How we assess your ability to repay
We are committed to both responsible lending (from us) and to responsible borrowing (by you).
We will only approve a mortgage request where you can demonstrate a clear ability to repay the mortgage. This is to ensure that you do not find yourself in a situation where you may face difficulties in paying the mortgage and have an overwhelming financial commitment.
We will therefore ask for some financial information and supporting documentation to help us to assess whether or not you can afford to repay the loan. The information required can vary depending on your specific circumstances.
- A completed application form which includes:
- A summary of your monthly income and expenditure
- A summary of your assets and liabilities,
- Minimum six months bank statements and three months payslips
- Last three years tax certificates (P7)
- Any other relevant documentation is requested (which will depend on your circumstances)
- If you are self-employed we will require copies of your latest tax return and 1-3 years' financial accounts for your business.
Ability to repay
Based on your overall financial circumstances, we will then calculate the mortgage cost and assess whether or not you can afford to repay the mortgage. Please note that no reliance should be placed by you on our analysis of your ability to afford the mortgage or make the required payments throughout the duration of the mortgage.
In all mortgage circumstances, we will assess your application based on the interest rate for the mortgage, along with a further 3% stress test added to the interest rate. This is to factor in how the payment might increase if the Bank of England base rate were to increase by 3% and whether you could still afford to repay the mortgage. It is important to remember, however, that potentially interest rates could increase by more than 3%.

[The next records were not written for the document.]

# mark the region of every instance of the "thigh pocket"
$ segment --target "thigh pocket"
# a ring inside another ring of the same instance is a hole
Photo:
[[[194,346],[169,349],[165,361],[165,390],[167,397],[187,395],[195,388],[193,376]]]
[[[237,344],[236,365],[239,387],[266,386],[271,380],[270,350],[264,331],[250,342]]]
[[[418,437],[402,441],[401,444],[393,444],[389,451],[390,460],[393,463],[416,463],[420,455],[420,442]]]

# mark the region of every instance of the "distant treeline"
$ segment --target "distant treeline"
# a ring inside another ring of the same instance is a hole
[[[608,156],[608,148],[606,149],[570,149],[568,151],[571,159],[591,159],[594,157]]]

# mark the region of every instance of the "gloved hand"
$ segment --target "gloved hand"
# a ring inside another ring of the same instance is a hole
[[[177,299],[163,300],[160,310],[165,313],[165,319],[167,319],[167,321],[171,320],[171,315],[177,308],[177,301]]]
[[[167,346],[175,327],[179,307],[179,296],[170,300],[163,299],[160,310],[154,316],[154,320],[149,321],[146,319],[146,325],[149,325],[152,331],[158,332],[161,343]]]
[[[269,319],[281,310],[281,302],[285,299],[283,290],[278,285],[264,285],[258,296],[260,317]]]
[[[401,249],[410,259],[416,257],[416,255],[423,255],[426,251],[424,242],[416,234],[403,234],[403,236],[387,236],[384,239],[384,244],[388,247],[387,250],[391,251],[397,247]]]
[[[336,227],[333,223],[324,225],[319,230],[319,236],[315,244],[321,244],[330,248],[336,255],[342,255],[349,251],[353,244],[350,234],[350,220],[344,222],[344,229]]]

Furthermore, in the event that your base currency (the main currency of your income) is in a different currency from the loan, there is a risk that a negative development in the rate of exchange between the two currencies could increase the cost of meeting the loan repayments. Therefore, we will also apply a 20% stress test to the exchange rate applicable at the time. This is to assess whether or not you could continue to afford to pay the mortgage in the event that the foreign exchange rate were to move against you. Please note that borrowing in any currency other than your base currency entails a high degree of risk and that potentially the exchange rate could move by more than 20%.